Laurent Sentis, Du libre-arbitre et de la liberté, Paris : Beauchesne, 2019, 152 p.,14 €.
Le père Laurent Sentis a de fidèles attaches dans le diocèse de Gap et Embrun, à la fois dans le Gapençais et dans la Vallouise, tout en étant prêtre du diocèse de Fréjus-Toulon. Ancien élève de Polytechnique, il est docteur et professeur en théologie, et ancien directeur des études au grand séminaire du diocèse de Fréjus-Toulon. L’auteur a déjà publié deux ouvrages : Saint Thomas d’Aquin et le mal (1992) et De l’utilité des vertus. Éthique et alliance (2004).
Ici le père Sentis creuse l’un de ses thèmes favoris : le lien entre morale et liberté. Il est convaincu que l’affirmation du libre-arbitre, ou du « cœur » biblique, ouvre un nouveau regard sur la morale, sur les dynamismes de croissance intérieure. Il invite à des recherches (sous-titre). Il aborde la question de la liberté par le biais éclairant de la philosophie grecque sur la « non-servitude » et la « capacité d’initiative » (Aristote) puis « la libération et la capacité d’initiative » dans la Bible. Dans le Premier Testament, au début de la Genèse, Dieu invite l’être humain à l’initiative. L’Exode fait le récit du passage de la servitude au « service heureux ». Dans le Nouveau Testament, l’épître aux Romains et l’Évangile selon saint Jean explique la notion neuve de liberté que Jésus apporte.
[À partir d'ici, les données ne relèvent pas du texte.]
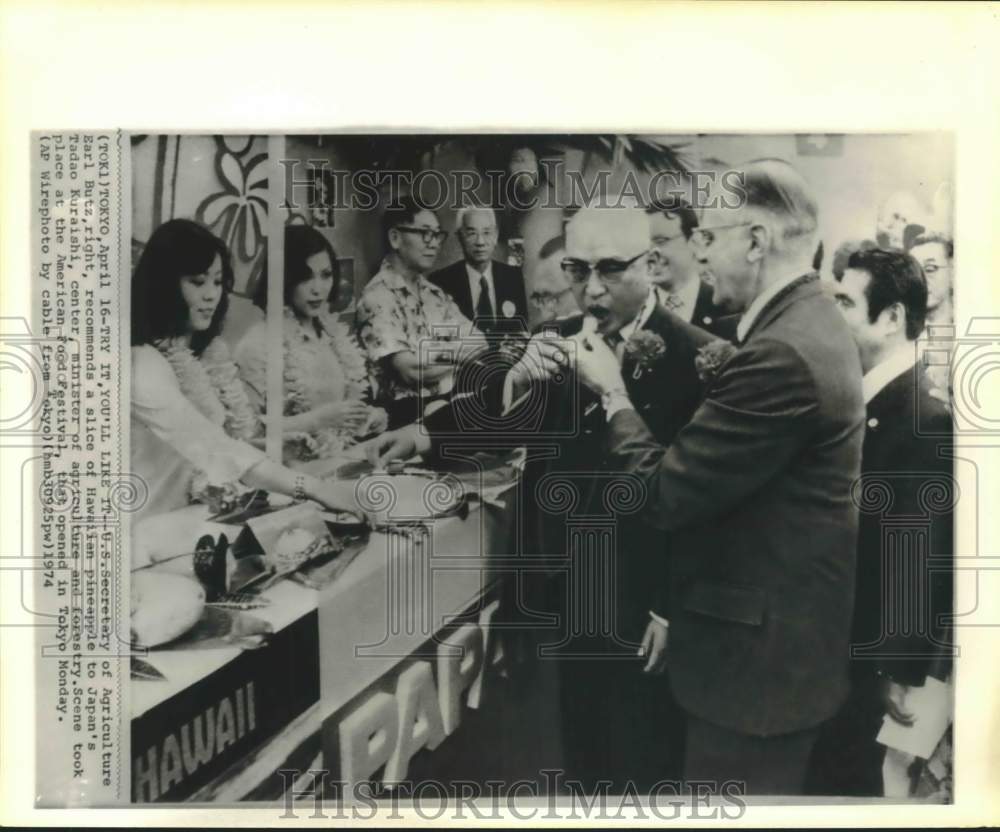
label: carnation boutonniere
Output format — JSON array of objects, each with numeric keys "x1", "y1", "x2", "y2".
[
  {"x1": 694, "y1": 339, "x2": 737, "y2": 383},
  {"x1": 623, "y1": 330, "x2": 667, "y2": 379}
]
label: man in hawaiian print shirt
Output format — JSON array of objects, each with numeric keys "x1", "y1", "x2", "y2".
[{"x1": 356, "y1": 196, "x2": 487, "y2": 428}]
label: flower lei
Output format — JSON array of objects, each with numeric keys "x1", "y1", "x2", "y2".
[
  {"x1": 155, "y1": 336, "x2": 260, "y2": 502},
  {"x1": 281, "y1": 308, "x2": 385, "y2": 462}
]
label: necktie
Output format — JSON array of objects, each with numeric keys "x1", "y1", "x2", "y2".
[
  {"x1": 662, "y1": 292, "x2": 683, "y2": 313},
  {"x1": 476, "y1": 275, "x2": 494, "y2": 320},
  {"x1": 605, "y1": 332, "x2": 626, "y2": 364}
]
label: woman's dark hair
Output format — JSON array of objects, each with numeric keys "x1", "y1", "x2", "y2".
[
  {"x1": 251, "y1": 225, "x2": 340, "y2": 311},
  {"x1": 131, "y1": 219, "x2": 234, "y2": 356}
]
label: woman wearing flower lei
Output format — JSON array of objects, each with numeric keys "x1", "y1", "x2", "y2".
[
  {"x1": 130, "y1": 219, "x2": 359, "y2": 524},
  {"x1": 236, "y1": 224, "x2": 387, "y2": 465}
]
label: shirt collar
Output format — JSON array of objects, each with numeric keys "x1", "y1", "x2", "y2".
[
  {"x1": 863, "y1": 341, "x2": 918, "y2": 405},
  {"x1": 466, "y1": 261, "x2": 493, "y2": 285},
  {"x1": 619, "y1": 288, "x2": 660, "y2": 343},
  {"x1": 378, "y1": 258, "x2": 424, "y2": 293},
  {"x1": 736, "y1": 271, "x2": 805, "y2": 343}
]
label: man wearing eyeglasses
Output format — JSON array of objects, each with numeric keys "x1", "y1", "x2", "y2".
[
  {"x1": 366, "y1": 204, "x2": 719, "y2": 790},
  {"x1": 430, "y1": 205, "x2": 529, "y2": 336},
  {"x1": 570, "y1": 159, "x2": 865, "y2": 795},
  {"x1": 357, "y1": 196, "x2": 487, "y2": 428},
  {"x1": 645, "y1": 197, "x2": 737, "y2": 342}
]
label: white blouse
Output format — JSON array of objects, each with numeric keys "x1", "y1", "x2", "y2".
[{"x1": 130, "y1": 345, "x2": 266, "y2": 523}]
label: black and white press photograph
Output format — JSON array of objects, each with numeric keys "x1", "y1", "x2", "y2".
[
  {"x1": 124, "y1": 131, "x2": 957, "y2": 806},
  {"x1": 8, "y1": 3, "x2": 999, "y2": 827}
]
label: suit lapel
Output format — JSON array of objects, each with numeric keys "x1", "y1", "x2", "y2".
[
  {"x1": 865, "y1": 361, "x2": 919, "y2": 438},
  {"x1": 622, "y1": 302, "x2": 671, "y2": 389},
  {"x1": 448, "y1": 262, "x2": 474, "y2": 320},
  {"x1": 691, "y1": 280, "x2": 717, "y2": 329},
  {"x1": 493, "y1": 263, "x2": 515, "y2": 318}
]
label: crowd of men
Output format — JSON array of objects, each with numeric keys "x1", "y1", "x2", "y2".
[{"x1": 360, "y1": 158, "x2": 955, "y2": 798}]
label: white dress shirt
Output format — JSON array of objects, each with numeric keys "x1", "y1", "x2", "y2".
[
  {"x1": 735, "y1": 271, "x2": 807, "y2": 343},
  {"x1": 862, "y1": 341, "x2": 918, "y2": 405},
  {"x1": 617, "y1": 287, "x2": 660, "y2": 345},
  {"x1": 467, "y1": 261, "x2": 496, "y2": 315}
]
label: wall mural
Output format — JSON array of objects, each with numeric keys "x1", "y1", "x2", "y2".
[
  {"x1": 131, "y1": 134, "x2": 268, "y2": 296},
  {"x1": 195, "y1": 136, "x2": 268, "y2": 295}
]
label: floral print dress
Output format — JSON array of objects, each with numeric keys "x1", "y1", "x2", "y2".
[{"x1": 236, "y1": 308, "x2": 382, "y2": 463}]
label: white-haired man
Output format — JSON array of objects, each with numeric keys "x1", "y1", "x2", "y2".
[
  {"x1": 430, "y1": 205, "x2": 529, "y2": 335},
  {"x1": 571, "y1": 158, "x2": 866, "y2": 794}
]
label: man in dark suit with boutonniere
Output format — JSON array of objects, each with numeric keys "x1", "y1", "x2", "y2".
[
  {"x1": 367, "y1": 204, "x2": 720, "y2": 790},
  {"x1": 571, "y1": 159, "x2": 866, "y2": 795},
  {"x1": 430, "y1": 205, "x2": 530, "y2": 337}
]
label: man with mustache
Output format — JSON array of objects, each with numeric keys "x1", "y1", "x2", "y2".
[
  {"x1": 569, "y1": 158, "x2": 865, "y2": 794},
  {"x1": 367, "y1": 204, "x2": 717, "y2": 789}
]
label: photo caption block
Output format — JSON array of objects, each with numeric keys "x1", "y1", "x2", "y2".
[{"x1": 32, "y1": 132, "x2": 131, "y2": 806}]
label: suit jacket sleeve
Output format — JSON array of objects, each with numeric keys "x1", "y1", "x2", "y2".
[{"x1": 606, "y1": 336, "x2": 820, "y2": 531}]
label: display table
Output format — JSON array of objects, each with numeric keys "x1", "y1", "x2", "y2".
[{"x1": 131, "y1": 459, "x2": 522, "y2": 803}]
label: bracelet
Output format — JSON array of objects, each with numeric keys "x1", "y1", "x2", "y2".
[{"x1": 293, "y1": 474, "x2": 307, "y2": 502}]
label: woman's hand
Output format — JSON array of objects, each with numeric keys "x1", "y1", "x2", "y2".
[{"x1": 310, "y1": 400, "x2": 370, "y2": 432}]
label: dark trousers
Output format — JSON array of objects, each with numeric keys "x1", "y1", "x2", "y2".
[
  {"x1": 557, "y1": 654, "x2": 686, "y2": 794},
  {"x1": 804, "y1": 671, "x2": 886, "y2": 796},
  {"x1": 528, "y1": 571, "x2": 684, "y2": 793},
  {"x1": 683, "y1": 715, "x2": 820, "y2": 796}
]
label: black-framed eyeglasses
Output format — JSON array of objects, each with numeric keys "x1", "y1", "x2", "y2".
[
  {"x1": 395, "y1": 226, "x2": 448, "y2": 245},
  {"x1": 560, "y1": 250, "x2": 648, "y2": 285},
  {"x1": 689, "y1": 222, "x2": 752, "y2": 250}
]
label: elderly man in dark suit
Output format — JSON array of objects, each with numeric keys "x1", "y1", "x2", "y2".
[
  {"x1": 430, "y1": 205, "x2": 529, "y2": 336},
  {"x1": 805, "y1": 247, "x2": 954, "y2": 796},
  {"x1": 571, "y1": 159, "x2": 866, "y2": 795}
]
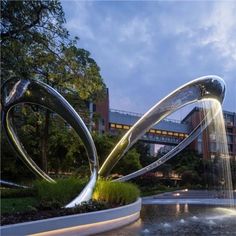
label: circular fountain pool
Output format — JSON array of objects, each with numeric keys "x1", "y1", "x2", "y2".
[{"x1": 99, "y1": 204, "x2": 236, "y2": 236}]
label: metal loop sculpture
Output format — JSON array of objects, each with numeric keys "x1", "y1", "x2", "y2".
[
  {"x1": 1, "y1": 78, "x2": 98, "y2": 208},
  {"x1": 99, "y1": 75, "x2": 225, "y2": 178},
  {"x1": 1, "y1": 75, "x2": 225, "y2": 207}
]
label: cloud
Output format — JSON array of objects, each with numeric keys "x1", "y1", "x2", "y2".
[
  {"x1": 119, "y1": 17, "x2": 152, "y2": 45},
  {"x1": 63, "y1": 1, "x2": 95, "y2": 40},
  {"x1": 61, "y1": 1, "x2": 236, "y2": 113},
  {"x1": 200, "y1": 2, "x2": 236, "y2": 72}
]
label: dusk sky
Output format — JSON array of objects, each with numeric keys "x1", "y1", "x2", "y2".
[{"x1": 61, "y1": 1, "x2": 236, "y2": 118}]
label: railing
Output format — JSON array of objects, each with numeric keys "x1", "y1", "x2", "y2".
[{"x1": 110, "y1": 108, "x2": 181, "y2": 123}]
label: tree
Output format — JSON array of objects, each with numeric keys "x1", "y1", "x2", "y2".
[
  {"x1": 93, "y1": 133, "x2": 119, "y2": 166},
  {"x1": 1, "y1": 0, "x2": 68, "y2": 80},
  {"x1": 181, "y1": 170, "x2": 201, "y2": 186},
  {"x1": 113, "y1": 149, "x2": 142, "y2": 176},
  {"x1": 134, "y1": 141, "x2": 154, "y2": 167},
  {"x1": 1, "y1": 0, "x2": 106, "y2": 176}
]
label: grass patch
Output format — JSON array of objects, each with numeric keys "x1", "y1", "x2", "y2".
[
  {"x1": 34, "y1": 177, "x2": 87, "y2": 206},
  {"x1": 1, "y1": 188, "x2": 35, "y2": 198},
  {"x1": 1, "y1": 197, "x2": 38, "y2": 214},
  {"x1": 93, "y1": 180, "x2": 140, "y2": 205}
]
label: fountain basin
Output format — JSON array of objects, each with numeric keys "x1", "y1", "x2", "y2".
[{"x1": 99, "y1": 203, "x2": 236, "y2": 236}]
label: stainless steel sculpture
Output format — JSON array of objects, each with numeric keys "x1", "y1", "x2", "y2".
[
  {"x1": 99, "y1": 75, "x2": 225, "y2": 179},
  {"x1": 1, "y1": 78, "x2": 98, "y2": 208},
  {"x1": 114, "y1": 101, "x2": 221, "y2": 182},
  {"x1": 1, "y1": 75, "x2": 225, "y2": 207}
]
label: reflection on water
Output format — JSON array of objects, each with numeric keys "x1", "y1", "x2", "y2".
[
  {"x1": 98, "y1": 204, "x2": 236, "y2": 236},
  {"x1": 184, "y1": 203, "x2": 189, "y2": 213}
]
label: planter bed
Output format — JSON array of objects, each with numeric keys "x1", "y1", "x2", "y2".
[
  {"x1": 0, "y1": 198, "x2": 141, "y2": 236},
  {"x1": 1, "y1": 200, "x2": 112, "y2": 226}
]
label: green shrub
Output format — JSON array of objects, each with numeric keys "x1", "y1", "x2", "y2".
[
  {"x1": 93, "y1": 180, "x2": 140, "y2": 205},
  {"x1": 34, "y1": 177, "x2": 87, "y2": 205},
  {"x1": 1, "y1": 188, "x2": 35, "y2": 198}
]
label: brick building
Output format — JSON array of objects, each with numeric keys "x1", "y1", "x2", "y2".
[{"x1": 181, "y1": 107, "x2": 236, "y2": 160}]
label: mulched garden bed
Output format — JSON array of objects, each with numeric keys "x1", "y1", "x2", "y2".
[{"x1": 1, "y1": 200, "x2": 120, "y2": 226}]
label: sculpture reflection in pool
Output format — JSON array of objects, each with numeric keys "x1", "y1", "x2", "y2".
[{"x1": 1, "y1": 75, "x2": 225, "y2": 207}]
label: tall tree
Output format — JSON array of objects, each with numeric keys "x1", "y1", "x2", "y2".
[
  {"x1": 1, "y1": 0, "x2": 106, "y2": 174},
  {"x1": 1, "y1": 0, "x2": 68, "y2": 79}
]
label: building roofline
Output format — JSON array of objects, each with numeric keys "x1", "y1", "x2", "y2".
[{"x1": 181, "y1": 106, "x2": 236, "y2": 123}]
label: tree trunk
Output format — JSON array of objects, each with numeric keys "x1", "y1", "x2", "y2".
[{"x1": 41, "y1": 109, "x2": 50, "y2": 173}]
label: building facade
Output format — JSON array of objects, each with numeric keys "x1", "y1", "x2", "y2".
[
  {"x1": 94, "y1": 88, "x2": 236, "y2": 160},
  {"x1": 182, "y1": 107, "x2": 236, "y2": 160}
]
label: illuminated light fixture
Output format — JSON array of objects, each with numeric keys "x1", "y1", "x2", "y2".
[
  {"x1": 99, "y1": 75, "x2": 225, "y2": 182},
  {"x1": 123, "y1": 125, "x2": 130, "y2": 130},
  {"x1": 29, "y1": 212, "x2": 140, "y2": 236}
]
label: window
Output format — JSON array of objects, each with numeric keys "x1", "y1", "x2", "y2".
[
  {"x1": 197, "y1": 142, "x2": 202, "y2": 153},
  {"x1": 93, "y1": 104, "x2": 96, "y2": 112},
  {"x1": 228, "y1": 144, "x2": 233, "y2": 153},
  {"x1": 116, "y1": 124, "x2": 122, "y2": 129},
  {"x1": 210, "y1": 142, "x2": 216, "y2": 152},
  {"x1": 110, "y1": 123, "x2": 115, "y2": 128},
  {"x1": 227, "y1": 135, "x2": 233, "y2": 143},
  {"x1": 227, "y1": 128, "x2": 233, "y2": 133}
]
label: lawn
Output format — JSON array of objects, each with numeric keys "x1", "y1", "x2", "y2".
[{"x1": 1, "y1": 197, "x2": 38, "y2": 214}]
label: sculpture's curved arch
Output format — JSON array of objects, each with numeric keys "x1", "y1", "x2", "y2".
[
  {"x1": 1, "y1": 78, "x2": 98, "y2": 207},
  {"x1": 114, "y1": 99, "x2": 221, "y2": 182},
  {"x1": 99, "y1": 75, "x2": 225, "y2": 178}
]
Quant à l’idée de libre-arbitre, l’auteur en repère la naissance chez saint Justin de Naplouse (IIe siècle). De là, il dégage l’originalité chrétienne de cette notion. Les Pères grecs font leur la notion de libre-arbitre, mais va apparaître le caractère problématique de son origine chrétienne. Chez les Pères latins, saint Augustin perçoit la difficulté radicale de l’usage du libre-arbitre, qui peut être responsable du mal moral. De ce fait, il intègre la réflexion sur les conséquences de la crise pélagienne. Il est alors possible de saisir les enjeux de la capacité d’initiative selon Augustin et Aristote. Saint Anselme va apporter sa réflexion sur la liberté comme pouvoir de garder la justice, tandis que saint Bernard va envisager trois types de liberté. Pour sa part, saint Thomas d’Aquin pose le libre-arbitre comme faisant partie de la nature humaine, et la capacité d’initiative comme la capacité du païen vertueux. C’est en raison du libre-arbitre que l’homme est image de Dieu, et capable de péché. L’auteur analyse alors le caractère problématique de la doctrine de saint Thomas, avant d’en venir au célèbre débat sur la grâce et le libre-arbitre chez Luther et Érasme, débat qui alimente ensuite la pensée du concile de Trente, et qui se retrouve chez Baïus, disciple de saint Augustin, et chez le jésuite Molina. Descartes, par qui advient la notion d’autonomie de l’individu libre et conscient de soi, est perçu par Laurent Sentis comme « un homme profondément religieux et fidèle à la foi catholique » (p. 118).
Fondée sur ces analyses, la recherche de l’auteur est synthétisée par la question des enjeux du libre-arbitre, à la fois image de Dieu, occasion du péché, appel à une guérison. Il emploie ici trois langages : biblique (la purification du « cœur »), théologique (l’affinement de la conscience), et moderne (la capacité d’initiative, et le pouvoir d’être attentif au Créateur). Il reconnaît qu’en somme le libre-arbitre, ou la capacité d’initiative de l’homme, est bien dans le dessein de Dieu, mais il s’agit d’une capacité blessée par le péché. D’où le rôle déterminant de la communauté et de l’éducation dans l’éveil de la capacité d’initiative pour accompagner des personnes responsables. Laurent Sentis montre comment la grâce divine soutient le cheminement de la personne.
En conclusion, Laurent Sentis rappelle le thème du « cœur » dans la Bible, cette source intérieure de la liberté, du libre-arbitre, de la capacité d’initiative. L’auteur donne des pistes de réflexion pour prolonger ses recherches par un débat sur le plan tant théologique que philosophique (p. 146). Il indique des champs pratiques dans la culture contemporaine marquée par l’individualisme libéral : les thèmes de la régulation de la société, du contrat social, de la démocratie parlementaire, des « valeurs républicaines », en relation avec la foi chrétienne. À plusieurs reprises apparaît la question des droits de l’homme comme en 1789 (p. 118, 147…). C’est dire combien l’auteur prend en compte les réalités pratiques des choix de la personne et des enjeux de cohérence sociale. L’effort de réflexion que comporte la lecture de cet ouvrage ne manque pas d’intérêt pour une juste quête de liberté sur le plan personnel et communautaire pour le devenir de nos sociétés.